Recommendations for building a segmentation strategy

Applies to Well-Architected Framework Security checklist recommendation:

SE:04 Create intentional segmentation and perimeters in your architecture design and the workload’s footprint on the platform. The segmentation strategy must include networks, roles and responsibilities, workload identities, and resource organization.

A segment is a logical section of your solution that needs to be secured as one unit. A segmentation strategy defines how one unit should be separated from other units with its own set of security requirements and measures.

This guide describes the recommendations for building a unified segmentation strategy. Using perimeters and isolation boundaries in workloads, you can design a security approach that works for you.

Definitions 

Term Definition
Containment A technique to contain the blast radius if an attacker gains access to a segment.
Least-privilege access A Zero Trust principle that aims at minimizing a set of permissions to complete a job function.
Perimeter The trust boundary around a segment.
Resource organization A strategy to group related resources by flows within a segment.
Role A set of permissions needed to complete a job function.
Segment A logical unit that's isolated from other entities and protected by a set of security measures.

Key design strategies

The concept of segmentation is commonly used for networks.

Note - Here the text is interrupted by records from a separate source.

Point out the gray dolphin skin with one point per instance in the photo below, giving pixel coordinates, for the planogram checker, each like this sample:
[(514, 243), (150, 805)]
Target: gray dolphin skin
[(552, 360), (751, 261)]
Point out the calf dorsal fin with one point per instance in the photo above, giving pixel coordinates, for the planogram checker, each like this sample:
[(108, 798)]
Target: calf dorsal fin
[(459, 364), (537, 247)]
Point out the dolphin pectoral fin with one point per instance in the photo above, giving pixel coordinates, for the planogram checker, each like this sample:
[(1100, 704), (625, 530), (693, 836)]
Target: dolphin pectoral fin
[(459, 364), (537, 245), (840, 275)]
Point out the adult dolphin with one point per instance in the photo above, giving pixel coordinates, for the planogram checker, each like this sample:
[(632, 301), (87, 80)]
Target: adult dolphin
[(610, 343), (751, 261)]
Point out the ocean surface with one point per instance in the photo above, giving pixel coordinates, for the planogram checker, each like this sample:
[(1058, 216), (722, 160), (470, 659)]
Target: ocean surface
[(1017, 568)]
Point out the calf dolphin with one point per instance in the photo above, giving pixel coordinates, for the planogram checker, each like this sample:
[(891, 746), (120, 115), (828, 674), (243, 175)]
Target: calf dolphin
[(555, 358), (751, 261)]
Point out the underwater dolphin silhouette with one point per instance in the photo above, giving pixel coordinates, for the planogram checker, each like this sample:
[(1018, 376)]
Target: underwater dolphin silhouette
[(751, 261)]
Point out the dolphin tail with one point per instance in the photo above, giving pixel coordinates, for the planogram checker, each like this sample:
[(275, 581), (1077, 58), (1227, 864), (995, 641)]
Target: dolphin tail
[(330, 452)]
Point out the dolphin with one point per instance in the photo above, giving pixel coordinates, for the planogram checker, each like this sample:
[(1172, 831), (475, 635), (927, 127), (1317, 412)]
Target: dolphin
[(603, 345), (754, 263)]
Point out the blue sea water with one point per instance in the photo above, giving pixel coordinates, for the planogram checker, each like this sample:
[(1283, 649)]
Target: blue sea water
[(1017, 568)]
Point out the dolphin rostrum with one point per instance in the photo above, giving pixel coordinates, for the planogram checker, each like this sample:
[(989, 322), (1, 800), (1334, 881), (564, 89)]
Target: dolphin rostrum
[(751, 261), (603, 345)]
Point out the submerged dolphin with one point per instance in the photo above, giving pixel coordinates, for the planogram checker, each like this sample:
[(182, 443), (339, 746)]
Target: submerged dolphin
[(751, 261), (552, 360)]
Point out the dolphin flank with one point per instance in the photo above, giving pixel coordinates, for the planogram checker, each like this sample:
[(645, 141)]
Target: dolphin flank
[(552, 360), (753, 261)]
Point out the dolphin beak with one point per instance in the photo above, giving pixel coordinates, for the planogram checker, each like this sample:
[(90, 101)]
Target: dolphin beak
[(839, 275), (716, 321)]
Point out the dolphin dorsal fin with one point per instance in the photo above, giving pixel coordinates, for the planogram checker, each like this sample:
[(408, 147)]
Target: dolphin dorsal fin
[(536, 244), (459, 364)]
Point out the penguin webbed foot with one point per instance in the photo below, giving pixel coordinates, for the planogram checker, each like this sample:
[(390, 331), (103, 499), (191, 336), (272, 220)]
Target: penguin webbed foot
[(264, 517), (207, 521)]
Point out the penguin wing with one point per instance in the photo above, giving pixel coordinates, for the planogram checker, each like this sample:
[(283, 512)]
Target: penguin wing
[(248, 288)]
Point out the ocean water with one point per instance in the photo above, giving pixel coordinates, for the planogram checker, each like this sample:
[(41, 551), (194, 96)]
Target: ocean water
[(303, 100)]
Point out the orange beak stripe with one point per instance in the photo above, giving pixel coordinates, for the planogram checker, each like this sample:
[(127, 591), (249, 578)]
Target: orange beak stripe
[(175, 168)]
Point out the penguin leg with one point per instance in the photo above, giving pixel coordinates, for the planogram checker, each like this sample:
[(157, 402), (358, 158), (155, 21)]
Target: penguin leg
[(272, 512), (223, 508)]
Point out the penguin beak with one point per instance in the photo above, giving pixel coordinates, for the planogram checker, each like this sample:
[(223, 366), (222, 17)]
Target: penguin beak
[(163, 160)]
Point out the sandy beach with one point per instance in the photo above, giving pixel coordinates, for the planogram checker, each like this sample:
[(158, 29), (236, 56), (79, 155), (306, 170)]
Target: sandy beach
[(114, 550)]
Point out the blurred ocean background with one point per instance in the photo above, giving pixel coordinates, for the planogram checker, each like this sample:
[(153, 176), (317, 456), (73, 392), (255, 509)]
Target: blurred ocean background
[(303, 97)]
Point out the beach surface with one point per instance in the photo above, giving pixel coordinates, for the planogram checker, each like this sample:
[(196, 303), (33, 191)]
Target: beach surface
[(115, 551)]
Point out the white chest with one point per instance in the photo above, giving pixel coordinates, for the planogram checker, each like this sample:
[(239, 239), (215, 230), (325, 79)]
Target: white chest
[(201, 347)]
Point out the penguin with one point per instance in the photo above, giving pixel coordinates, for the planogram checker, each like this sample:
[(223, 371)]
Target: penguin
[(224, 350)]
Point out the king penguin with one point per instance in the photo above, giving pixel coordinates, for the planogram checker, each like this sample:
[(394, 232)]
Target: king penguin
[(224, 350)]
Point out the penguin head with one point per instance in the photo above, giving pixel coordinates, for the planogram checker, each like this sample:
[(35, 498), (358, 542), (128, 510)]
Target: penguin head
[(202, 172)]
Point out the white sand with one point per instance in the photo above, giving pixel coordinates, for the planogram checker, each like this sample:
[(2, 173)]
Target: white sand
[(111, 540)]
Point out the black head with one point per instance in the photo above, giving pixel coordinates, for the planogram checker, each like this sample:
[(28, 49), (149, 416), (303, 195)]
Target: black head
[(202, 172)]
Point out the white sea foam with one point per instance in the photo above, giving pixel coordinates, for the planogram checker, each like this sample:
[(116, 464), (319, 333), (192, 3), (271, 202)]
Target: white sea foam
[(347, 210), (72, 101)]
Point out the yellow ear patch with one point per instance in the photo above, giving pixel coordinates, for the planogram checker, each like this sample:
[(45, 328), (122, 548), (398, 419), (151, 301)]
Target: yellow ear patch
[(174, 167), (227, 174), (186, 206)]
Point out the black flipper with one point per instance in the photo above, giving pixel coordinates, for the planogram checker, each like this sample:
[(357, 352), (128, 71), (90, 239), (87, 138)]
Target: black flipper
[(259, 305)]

However, the same underlying principle can be used throughout a solution, including segmenting resources for management purposes and access control.

Segmentation helps you design a security approach that applies defense in depth based on the principles of the Zero Trust model. Ensure that an attacker who breaches one network segment can't gain access to another by segmenting workloads with different identity controls. In a secure system, identity and network attributes block unauthorized access and hide the assets from being exposed. Here are some examples of segments:

  • Subscriptions that isolate workloads of an organization
  • Resource groups that isolate workload assets
  • Deployment environments that isolate deployment by stages
  • Teams and roles that isolate job functions related to workload development and management
  • Application tiers that isolate by workload utility
  • Microservices that isolate one service from another

Consider these key elements of segmentation to make sure you're building a comprehensive defense in depth strategy:

  • The boundary or perimeter is the entry edge of a segment where you apply security controls. Perimeter controls should block access to the segment unless explicitly allowed. The goal is to prevent an attacker from breaking through the perimeter and gaining control of the system. For example, an application tier might accept an end user's access token when it processes a request. But the data tier might require a different access token that has a specific permission, which only the application tier can request.

  • Containment is the exit edge of a segment that prevents lateral movement in the system. The goal of containment is to minimize the effect of a breach. For example, an Azure virtual network might be used to configure routing and network security groups to only allow traffic patterns that you expect, avoiding traffic to arbitrary network segments.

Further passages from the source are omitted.